One of the all-time greats, in terms of ballads, has to be Don McLean’s American Pie: all eight and a half minutes of it. How often have you sung those words – bye, bye, Miss American Pie – and wondered what was he really talking about?  And who exactly are the jester and the king? What did happen in that Chevy at the levee and all those other mysterious references?


There is no doubt McLean is talking about the demise of the Great American Dream with the assassination of JFK. That McLean is prophetic is undisputed. At the age of 15, he had a premonition that his father was going to die but no one believed him. Within 3 days, his father did indeed die in front of his eyes.


There is also no doubt that the Dream did also begin to die in 1971. Although, once again, no one believed McLean because it has taken the last 50-odd years for the dream to linger in the twilight of dusk. It is also no coincidence that the fatal blow was inflicted by Richard Nixon, in 1971, when he decoupled the American Dollar from gold and destroyed the Bretton Woods International Monetary Agreement which was both the crux of the dream and the apples baked into the pie.


The golden years of the American Dream (and thus the rest of the western world) were the post war years between 1948 and 1971 when workers’ remuneration or salaries roughly kept pace with the rising productivity propelled by the post war boom. Then, between 1971 and 2024, they parted ways with productivity increasing 246% but wages only growing by 115%.  


In 2021, one American dollar was only worth 15c of its 1971 parent. The currency had lost over 85% of its value! The average annual inflation rate between 1971 and 2021 was 3.97%. Since 2021, it has risen to 5.33%, so the terminal decline is accelerating.



The shrinking pie has become the shrinking dream. Our money simply does not purchase what it used to. In 1971, average annual salary in the USA was $11,859. By 2021, it had grown to $59,500. Not bad until you look closely at the purchasing power of those new dollars. In 1971, a car cost about $3,853, average rent was $165 per month and annual tuition at Harvard cost $2,800. Fast track to 2021 and a car now costs $48,080, average rent is $2,500 (considerably more in desirable suburbs) and annual tuition is $85,000.


So, not only have salaries not kept pace with productivity, the purchasing power of those dollars have shrunk considerably. More than half of Americans earning $100,000 per annum, live paycheck to pay check. The six-figure income, once viewed as the hallmark of the land of milk and honey, now will not even buy jam.

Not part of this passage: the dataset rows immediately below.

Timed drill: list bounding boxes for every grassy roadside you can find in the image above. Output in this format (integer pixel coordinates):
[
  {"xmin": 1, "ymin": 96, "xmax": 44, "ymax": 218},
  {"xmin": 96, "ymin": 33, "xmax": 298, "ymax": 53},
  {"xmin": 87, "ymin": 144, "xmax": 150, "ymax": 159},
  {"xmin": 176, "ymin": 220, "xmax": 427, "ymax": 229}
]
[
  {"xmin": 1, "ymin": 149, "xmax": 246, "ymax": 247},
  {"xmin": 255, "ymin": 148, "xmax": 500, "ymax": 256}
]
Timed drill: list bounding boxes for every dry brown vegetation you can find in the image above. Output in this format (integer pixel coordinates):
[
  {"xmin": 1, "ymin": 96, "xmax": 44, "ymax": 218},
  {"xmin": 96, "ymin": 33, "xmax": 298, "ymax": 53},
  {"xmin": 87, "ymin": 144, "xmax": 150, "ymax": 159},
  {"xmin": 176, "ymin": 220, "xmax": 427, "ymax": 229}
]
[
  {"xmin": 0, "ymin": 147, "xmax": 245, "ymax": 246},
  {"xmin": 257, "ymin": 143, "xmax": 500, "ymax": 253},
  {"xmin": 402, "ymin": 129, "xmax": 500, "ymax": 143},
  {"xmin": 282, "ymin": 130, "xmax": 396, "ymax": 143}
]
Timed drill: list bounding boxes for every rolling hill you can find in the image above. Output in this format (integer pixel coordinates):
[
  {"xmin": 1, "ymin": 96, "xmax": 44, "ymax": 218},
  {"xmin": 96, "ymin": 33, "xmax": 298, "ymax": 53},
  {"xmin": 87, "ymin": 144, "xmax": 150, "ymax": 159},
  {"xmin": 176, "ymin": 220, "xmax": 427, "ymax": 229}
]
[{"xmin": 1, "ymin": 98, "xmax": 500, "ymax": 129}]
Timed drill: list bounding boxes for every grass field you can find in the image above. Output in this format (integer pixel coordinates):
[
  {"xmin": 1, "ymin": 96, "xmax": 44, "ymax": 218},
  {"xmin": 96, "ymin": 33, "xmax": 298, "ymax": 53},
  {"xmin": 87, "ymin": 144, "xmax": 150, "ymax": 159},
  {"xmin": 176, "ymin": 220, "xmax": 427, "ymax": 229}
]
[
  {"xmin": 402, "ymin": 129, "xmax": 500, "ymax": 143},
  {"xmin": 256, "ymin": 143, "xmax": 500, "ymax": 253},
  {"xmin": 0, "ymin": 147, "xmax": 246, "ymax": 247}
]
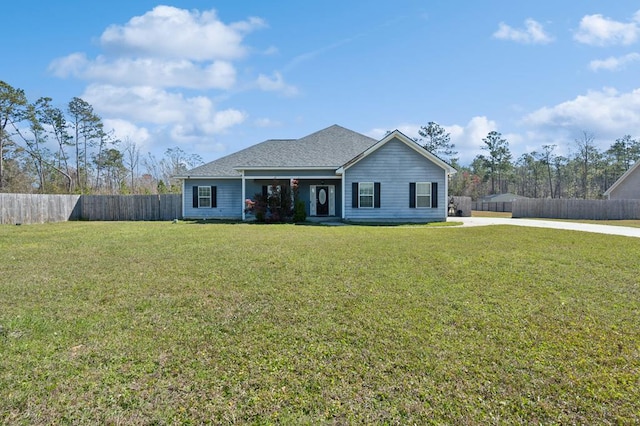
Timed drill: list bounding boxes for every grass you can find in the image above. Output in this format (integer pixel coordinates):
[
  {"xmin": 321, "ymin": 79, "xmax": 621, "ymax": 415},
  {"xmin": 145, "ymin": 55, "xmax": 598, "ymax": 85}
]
[
  {"xmin": 472, "ymin": 210, "xmax": 512, "ymax": 218},
  {"xmin": 1, "ymin": 222, "xmax": 639, "ymax": 424}
]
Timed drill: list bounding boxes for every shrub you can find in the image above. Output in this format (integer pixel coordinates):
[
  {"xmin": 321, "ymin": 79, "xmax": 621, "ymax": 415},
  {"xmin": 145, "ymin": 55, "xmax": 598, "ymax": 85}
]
[{"xmin": 293, "ymin": 200, "xmax": 306, "ymax": 223}]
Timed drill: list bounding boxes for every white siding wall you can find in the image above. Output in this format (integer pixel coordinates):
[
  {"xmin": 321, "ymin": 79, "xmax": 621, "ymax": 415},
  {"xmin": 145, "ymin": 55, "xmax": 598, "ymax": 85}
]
[
  {"xmin": 183, "ymin": 179, "xmax": 242, "ymax": 219},
  {"xmin": 344, "ymin": 138, "xmax": 447, "ymax": 222}
]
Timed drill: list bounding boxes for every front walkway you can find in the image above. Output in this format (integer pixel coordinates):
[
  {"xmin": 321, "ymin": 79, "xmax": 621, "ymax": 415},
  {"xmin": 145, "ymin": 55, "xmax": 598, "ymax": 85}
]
[{"xmin": 449, "ymin": 216, "xmax": 640, "ymax": 238}]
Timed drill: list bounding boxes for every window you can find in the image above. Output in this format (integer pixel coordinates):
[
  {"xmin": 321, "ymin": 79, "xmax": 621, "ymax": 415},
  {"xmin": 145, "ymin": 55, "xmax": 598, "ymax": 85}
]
[
  {"xmin": 410, "ymin": 182, "xmax": 437, "ymax": 208},
  {"xmin": 359, "ymin": 182, "xmax": 374, "ymax": 208},
  {"xmin": 192, "ymin": 185, "xmax": 217, "ymax": 208},
  {"xmin": 198, "ymin": 186, "xmax": 211, "ymax": 208},
  {"xmin": 352, "ymin": 182, "xmax": 380, "ymax": 209},
  {"xmin": 416, "ymin": 182, "xmax": 431, "ymax": 208}
]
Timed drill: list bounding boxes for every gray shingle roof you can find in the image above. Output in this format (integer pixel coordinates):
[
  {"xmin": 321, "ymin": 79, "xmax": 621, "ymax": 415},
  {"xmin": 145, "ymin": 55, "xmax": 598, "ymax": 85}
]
[{"xmin": 182, "ymin": 125, "xmax": 378, "ymax": 178}]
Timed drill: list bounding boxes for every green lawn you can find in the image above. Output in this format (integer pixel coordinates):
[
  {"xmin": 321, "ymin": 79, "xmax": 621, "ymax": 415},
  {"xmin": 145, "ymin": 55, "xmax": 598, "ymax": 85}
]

Although, we quote American figures, the same story pervades the western world where the music has died and there are simply not enough seats (read houses) for everyone! As the reserve currency and the dominant world empire, what happens in America affects the world. When the US sneezes, we all catch cold.


How did Don McLean foresee the impending cultural, political and economic American decline all those years ago? How did the land of milk and honey turn sour? How did so much hope and prosperity leave us all wanting? How does one extricate one’s own personal consciousness from the collective mayhem?



A new year – a new hope. A new dream is born. Till we meet again.